そういうところで、都会と同じ感覚の発言をするのはよろしくありません。「郷に入れば郷に従え」というのは、明確に定められたルールに従えばいいというのではなく、空気感や雰囲気も従うことが大切であることを示しています。

もっとも、今どきは「郷に入れば郷に従え」なんて考え方をする若者も少なく、10年後には誰も使わない言葉になるのかもしれません。空気を読むという感覚も薄れていますし、何よりもまずは自分という人も少なくありませんから。

私のように旅が好きという人も、年々減っていくんだと思います。何でもインターネットで調べることができ、美しい風景だって10年後にはARで見られるようになるでしょうから。空気感や香りまでは再現できないとしても、それを望んでいる人は少数派。

今回の全国旅行割でも感じたことですが、大抵の人は自発的に旅に出掛けません。DNAがそれを欲していないのでしょう。私たち日本人は農耕民族としてのDNAがあり、同じ場所に留まることに安心感を得ることができ、わざわざ外に出掛けようとは思いません。

もちろん全員がそうというわけではなく、狩猟民族だったころのDNAが色濃く残っている人もいるのでしょう。ちなみに、いまDNAのせいにしていますが実際にDNAが影響しているかどうかは知りません。ただ、旅に出たい人はそう多くないということ。

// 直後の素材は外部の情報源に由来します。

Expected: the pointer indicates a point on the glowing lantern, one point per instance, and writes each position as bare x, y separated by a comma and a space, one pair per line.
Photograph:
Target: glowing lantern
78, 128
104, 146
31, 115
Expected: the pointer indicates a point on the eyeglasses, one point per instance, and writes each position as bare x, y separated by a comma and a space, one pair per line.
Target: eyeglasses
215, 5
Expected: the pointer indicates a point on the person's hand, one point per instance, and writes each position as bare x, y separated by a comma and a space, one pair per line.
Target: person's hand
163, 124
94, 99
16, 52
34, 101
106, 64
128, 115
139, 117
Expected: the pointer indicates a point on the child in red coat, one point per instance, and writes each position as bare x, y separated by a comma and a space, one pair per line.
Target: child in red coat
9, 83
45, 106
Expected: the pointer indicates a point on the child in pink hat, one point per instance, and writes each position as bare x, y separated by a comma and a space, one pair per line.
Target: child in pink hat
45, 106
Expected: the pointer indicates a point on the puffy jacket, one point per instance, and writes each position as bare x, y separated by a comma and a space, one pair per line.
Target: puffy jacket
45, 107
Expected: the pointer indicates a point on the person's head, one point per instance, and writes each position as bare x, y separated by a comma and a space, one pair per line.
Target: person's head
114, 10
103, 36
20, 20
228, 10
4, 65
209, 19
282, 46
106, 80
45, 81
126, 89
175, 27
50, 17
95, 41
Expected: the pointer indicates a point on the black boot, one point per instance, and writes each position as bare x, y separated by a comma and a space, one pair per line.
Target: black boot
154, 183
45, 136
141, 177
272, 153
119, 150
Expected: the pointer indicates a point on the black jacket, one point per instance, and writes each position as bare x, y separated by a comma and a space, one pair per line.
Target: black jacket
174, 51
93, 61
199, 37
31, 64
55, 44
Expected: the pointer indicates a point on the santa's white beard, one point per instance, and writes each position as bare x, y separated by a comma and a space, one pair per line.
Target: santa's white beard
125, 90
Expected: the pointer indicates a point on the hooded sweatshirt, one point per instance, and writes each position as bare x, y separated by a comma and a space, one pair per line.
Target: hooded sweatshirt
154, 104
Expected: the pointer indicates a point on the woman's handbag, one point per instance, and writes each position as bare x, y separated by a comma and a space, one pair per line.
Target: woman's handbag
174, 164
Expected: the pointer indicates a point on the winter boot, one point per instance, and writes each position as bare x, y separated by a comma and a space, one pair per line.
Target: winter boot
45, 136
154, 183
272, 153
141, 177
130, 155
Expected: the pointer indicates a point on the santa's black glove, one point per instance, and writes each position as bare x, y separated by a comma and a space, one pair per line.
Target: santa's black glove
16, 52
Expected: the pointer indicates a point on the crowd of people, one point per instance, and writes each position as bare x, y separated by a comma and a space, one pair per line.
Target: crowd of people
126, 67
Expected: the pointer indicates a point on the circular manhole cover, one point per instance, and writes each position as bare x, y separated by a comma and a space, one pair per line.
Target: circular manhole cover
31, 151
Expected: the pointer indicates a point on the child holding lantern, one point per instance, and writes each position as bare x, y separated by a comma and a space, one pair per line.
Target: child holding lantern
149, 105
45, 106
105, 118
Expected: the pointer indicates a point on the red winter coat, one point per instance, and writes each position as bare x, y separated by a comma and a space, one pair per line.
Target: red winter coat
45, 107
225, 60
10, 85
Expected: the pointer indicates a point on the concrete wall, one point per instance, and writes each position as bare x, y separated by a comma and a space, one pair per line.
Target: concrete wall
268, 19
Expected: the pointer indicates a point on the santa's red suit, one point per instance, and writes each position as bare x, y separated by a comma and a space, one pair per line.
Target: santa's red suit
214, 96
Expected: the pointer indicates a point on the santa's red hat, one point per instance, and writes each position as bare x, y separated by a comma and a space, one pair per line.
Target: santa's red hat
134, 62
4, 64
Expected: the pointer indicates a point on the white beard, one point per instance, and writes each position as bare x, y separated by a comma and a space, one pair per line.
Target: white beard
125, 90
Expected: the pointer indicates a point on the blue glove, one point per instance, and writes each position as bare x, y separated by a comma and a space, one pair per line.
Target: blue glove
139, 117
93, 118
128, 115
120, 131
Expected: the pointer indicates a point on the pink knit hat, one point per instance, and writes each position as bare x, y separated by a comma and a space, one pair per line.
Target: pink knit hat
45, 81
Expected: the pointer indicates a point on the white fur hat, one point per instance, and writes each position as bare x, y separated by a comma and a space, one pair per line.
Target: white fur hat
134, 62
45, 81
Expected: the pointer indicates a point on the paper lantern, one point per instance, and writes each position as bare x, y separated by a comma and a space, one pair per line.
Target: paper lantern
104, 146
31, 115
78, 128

旅に出るという人も、旅をすることが目的の人と、旅先に目的とする何かがあるという人に分かれます。私はどちらかというと前者。後付で目的を決めるタイプ。とにかく同じ場所にはいられない性格なので、旅ができなくなると息苦しくなります。

「◯◯があるから」という理由で旅をする人は、興味や関心が外に向いているのでアクティブに見えます。私のように旅が目的の人は、興味はあくまでも自分の内側にあります。美しい景色を見て、自分がどう感じるかということを大切にしています。美しい景色を見ることは、感じるためのきっかけでしかありません。

もちろん旅先での風景や、美味しいものとの出会いは大切にします。それ以上に、大切にしていることがあるというだけ。結局、私は自分のことしか興味がないのでしょう。自分をどんどん深掘りしたくて、まだ知らない自分を探して、またどこかにたびに出るわけです。